Complex robotic resection of a large middle mediastinal thymoma
Epublication WebSurg.com, Jun 2016;16(06). URL: http://websurg.com/doi/vd01en4721
A 62-year-old man had an asymptomatic middle mediastinal tumor with a 4.5cm diameter, opposite to the superior vena cava and the azygos vein in the Barety’s space, which was discovered on thoracic CT-scan performed during an urothelial tumor follow-up.
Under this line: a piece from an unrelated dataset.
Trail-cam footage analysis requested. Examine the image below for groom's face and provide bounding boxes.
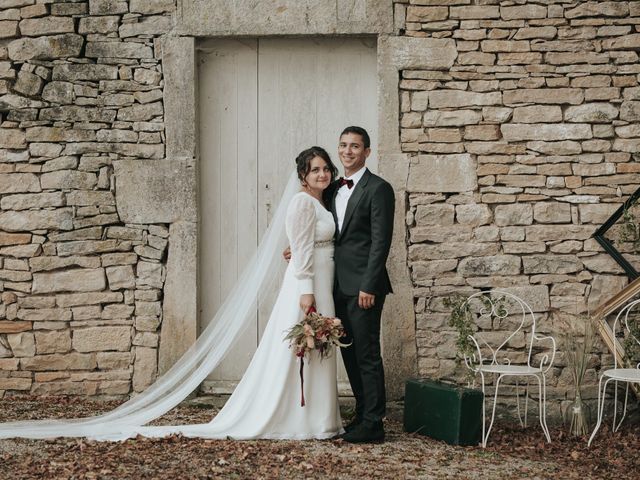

Past history includes an urothelial carcinoma grade I treated with transurethral cystectomy, an ischemic cardiopathy with a single medical treatment, a prostate hypertrophy, and a sigmoid diverticulosis. After a multidisciplinary review of the case, a mediastinoscopy was performed. It demonstrated the presence of a thymoma. The patient was well informed of the operative risks and of the possibility of conversion, but thanks to our experience and national recommendations, we were able to perform a radical robotic assisted thymectomy. The operation took during 3 hours with less than 100cc of bleeding. The postoperative course was uneventful and the patient was discharged on postoperative day 3. Histopathological analysis showed a type AB thymoma according to the OMS 2015 classification. The staging was IIb according to Masaoka. No adjuvant radiotherapy was indicated.